As well as this 19th century England produced a socialite and notorious womanising gambler Beau Brummell. His sexual and gaming exploits are said to rival even those of Mr lover man himself, Casanova. Brummell was in short a dandy and fashion leader with a voracious appetite for gambling.
The son of a rich peer, Brummell was schooled at Eton and Oxford before joining the army where he became friends with the Prince Regent. His wit, taste for high fashion and the immense wealth he inherited from his father stood Brummell in good stead with his peers and he soon became an important figure in 19th century high society. It was noted that he was one of very few people that was permitted to treat the Prince Regent with rudeness in public, although normally only in jest.
Brummell regularly gambled for high stakes at his club White & Brookes, he cared little whether he won or lost so long as the company was good and he could enjoy the conversation which, for the most part was his own. One evening, when he was playing hazard (a complex table game using dice) at Brooks's Club, his opponent was a brewer named Alderman Combe, a great gambler who was said to make as much money at gambling as he did making beer. Brummell was throwing the dice and said to Combe:"Come, Mash-tub, what do you set?" "I'll have a pony," Combe said. (A "pony" in the gambling slang of the time was 25 guineas-the equivalent of £70.) Nowadays a pony is often referred to as being a £25.00.
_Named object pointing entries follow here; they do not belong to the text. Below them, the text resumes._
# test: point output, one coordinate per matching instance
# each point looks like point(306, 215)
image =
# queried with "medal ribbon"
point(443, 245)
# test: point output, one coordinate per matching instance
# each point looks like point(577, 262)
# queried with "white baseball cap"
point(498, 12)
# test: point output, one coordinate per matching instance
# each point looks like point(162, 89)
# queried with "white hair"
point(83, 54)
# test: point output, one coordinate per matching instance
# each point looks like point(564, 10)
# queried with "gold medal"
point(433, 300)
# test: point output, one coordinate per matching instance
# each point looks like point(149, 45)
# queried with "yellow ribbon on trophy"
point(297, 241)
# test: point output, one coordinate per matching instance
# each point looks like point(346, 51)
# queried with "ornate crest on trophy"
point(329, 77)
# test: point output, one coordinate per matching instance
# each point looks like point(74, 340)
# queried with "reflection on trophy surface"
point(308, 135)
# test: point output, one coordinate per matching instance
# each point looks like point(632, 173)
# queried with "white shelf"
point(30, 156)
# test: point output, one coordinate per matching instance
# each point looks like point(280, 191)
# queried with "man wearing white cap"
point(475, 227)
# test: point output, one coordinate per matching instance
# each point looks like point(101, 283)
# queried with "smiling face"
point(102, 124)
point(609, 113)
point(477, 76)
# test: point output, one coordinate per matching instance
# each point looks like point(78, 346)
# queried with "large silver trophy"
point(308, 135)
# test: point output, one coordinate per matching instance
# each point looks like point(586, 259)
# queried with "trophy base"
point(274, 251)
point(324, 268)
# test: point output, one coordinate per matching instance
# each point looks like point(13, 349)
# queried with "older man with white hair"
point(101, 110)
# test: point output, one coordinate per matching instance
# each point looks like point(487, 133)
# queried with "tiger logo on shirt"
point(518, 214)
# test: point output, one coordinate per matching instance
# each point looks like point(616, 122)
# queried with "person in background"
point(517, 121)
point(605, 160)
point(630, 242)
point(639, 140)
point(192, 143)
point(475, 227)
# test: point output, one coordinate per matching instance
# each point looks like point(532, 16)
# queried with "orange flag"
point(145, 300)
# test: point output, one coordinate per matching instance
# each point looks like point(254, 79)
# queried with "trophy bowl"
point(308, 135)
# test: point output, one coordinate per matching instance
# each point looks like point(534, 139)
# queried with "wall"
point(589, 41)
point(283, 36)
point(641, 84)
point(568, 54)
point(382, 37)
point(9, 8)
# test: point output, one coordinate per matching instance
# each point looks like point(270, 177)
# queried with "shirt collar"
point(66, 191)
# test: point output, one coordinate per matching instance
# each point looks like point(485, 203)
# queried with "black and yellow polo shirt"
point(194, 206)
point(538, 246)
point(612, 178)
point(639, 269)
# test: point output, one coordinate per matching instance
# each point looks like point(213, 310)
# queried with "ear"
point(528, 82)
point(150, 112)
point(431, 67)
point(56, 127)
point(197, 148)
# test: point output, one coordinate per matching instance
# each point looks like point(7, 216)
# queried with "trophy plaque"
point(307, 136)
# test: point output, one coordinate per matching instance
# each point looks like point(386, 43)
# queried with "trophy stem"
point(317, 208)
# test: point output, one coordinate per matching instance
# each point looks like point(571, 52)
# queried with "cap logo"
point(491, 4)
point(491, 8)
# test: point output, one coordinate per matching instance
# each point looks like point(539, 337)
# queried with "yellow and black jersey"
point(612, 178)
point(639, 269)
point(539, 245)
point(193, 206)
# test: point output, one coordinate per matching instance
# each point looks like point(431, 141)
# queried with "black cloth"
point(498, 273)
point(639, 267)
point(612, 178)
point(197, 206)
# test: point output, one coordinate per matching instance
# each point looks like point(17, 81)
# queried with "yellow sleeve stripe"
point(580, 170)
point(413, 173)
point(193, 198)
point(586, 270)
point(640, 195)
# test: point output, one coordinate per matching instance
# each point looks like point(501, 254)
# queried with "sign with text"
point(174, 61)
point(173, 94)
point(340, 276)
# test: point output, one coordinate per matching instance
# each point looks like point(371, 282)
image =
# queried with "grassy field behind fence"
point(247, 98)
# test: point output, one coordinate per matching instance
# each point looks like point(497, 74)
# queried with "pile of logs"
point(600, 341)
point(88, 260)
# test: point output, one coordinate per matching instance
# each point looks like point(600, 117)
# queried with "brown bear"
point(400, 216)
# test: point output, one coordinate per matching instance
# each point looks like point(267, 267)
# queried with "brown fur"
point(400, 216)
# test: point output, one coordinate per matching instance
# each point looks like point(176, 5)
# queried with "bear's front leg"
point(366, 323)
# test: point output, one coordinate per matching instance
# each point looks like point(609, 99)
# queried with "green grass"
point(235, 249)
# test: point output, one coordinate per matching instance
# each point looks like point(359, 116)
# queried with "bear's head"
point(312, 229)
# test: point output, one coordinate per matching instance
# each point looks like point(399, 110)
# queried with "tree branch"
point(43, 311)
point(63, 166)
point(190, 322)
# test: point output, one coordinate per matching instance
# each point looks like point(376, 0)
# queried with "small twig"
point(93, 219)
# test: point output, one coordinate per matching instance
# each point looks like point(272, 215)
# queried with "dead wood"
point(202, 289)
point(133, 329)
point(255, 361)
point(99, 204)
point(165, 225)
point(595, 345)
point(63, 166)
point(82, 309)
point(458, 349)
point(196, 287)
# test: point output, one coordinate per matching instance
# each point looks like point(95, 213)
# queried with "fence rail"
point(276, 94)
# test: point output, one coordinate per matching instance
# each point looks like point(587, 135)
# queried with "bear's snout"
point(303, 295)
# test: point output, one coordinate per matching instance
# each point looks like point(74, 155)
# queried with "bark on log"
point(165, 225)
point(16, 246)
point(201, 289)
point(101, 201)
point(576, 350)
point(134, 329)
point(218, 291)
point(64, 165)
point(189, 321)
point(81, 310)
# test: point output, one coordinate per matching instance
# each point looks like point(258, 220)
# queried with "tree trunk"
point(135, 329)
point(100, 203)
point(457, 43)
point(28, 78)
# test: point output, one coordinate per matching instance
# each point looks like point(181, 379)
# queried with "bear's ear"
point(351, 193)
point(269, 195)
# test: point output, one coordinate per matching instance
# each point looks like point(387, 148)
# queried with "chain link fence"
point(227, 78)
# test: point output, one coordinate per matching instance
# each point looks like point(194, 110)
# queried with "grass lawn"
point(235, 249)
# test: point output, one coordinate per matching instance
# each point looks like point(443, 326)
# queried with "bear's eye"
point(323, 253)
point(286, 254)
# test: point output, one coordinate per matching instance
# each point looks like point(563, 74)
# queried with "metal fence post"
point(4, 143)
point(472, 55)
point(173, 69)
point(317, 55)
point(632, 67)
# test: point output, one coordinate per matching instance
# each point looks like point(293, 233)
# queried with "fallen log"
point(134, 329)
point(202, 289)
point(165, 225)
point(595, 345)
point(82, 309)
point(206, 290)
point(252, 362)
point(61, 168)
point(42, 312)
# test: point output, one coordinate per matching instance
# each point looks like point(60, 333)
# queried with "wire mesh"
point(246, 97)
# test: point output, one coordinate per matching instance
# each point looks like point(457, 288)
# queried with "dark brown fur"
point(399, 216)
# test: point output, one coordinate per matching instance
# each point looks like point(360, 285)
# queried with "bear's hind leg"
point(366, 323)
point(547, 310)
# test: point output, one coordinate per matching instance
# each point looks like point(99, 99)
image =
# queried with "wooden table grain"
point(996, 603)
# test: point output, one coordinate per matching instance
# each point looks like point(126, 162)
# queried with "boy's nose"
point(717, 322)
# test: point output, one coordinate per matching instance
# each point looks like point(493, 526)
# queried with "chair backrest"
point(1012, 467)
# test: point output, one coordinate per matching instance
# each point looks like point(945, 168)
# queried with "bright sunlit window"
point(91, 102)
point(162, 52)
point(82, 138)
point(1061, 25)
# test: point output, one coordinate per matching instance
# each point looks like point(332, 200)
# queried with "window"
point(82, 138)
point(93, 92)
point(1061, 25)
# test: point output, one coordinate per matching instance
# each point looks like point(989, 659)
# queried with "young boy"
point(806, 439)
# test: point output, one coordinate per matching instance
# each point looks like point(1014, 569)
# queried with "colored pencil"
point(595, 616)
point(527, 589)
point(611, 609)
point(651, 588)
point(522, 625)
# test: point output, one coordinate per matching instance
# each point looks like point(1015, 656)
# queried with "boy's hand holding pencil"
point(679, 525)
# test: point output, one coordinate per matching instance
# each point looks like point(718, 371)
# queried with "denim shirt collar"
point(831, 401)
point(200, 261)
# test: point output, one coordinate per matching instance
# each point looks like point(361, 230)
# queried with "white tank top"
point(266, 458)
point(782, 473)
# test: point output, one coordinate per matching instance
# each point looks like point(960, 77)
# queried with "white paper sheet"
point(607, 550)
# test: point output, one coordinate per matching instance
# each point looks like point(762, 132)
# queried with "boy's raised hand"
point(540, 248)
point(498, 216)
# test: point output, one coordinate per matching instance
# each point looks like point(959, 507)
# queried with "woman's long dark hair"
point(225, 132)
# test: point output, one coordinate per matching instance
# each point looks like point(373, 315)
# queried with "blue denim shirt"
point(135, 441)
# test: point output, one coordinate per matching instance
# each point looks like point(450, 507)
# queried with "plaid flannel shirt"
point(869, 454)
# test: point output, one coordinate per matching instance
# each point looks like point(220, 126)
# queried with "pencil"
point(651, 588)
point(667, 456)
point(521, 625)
"I'll drive your ponies home twenty-five times running," Brummell said. And, according to the story, he proceeded to make 25 consecutive winning throws of the dice. When he pocketed his winnings, he bowed to Combe and said, "Thank you, Alderman. For the future I shall never drink any port but yours."
"I wish," Combe, replied, "that every blackguard in London would tell me the same."
One of Brummell’s gambling friends at the club was Bligh, who many thought to be mad, as he would swing between moods of euphoria and deep depression. One evening the two gents were playing a game of baccarat Brummell lost 1000 guineas and pretended to be mortified with grief he called to the waiter; “Waiter, bring me a flat candlestick and a pistol. I’ll light my way to death.” Upon hearting this, Bligh calmly produced two fully loaded pistols from beneath his cloak and placed them on the table. “Mr Brummell” he proclaimed, “if you are really desirous to put a period to your existence, I am happy to offer you the means without troubling the waiter.” An offer, which Brummell promptly declined. After all, there were still games to be played.
Brummell’s popularity as a socialite and gambler ensured he was kept in the public eye. However, his love for gambling would prove to be his downfall. Down on his luck in baccarat Brummell would raze loans at exorbitant interest rates and established a reputation of being a debtor and his friends vanished as quickly as his fortunes. The final straw came when Brummell quarrelled with the Prince Regent (nobody seems to know why but it was likely to be over money or gambling) he was then forced to leave England in disgrace with his debtors hot on his heels.
Brummell settled in France where he was imprisoned briefly in 1935 for debt and then survived as a pauper the following five years dieing in 1940 aged 62 in a madhouse.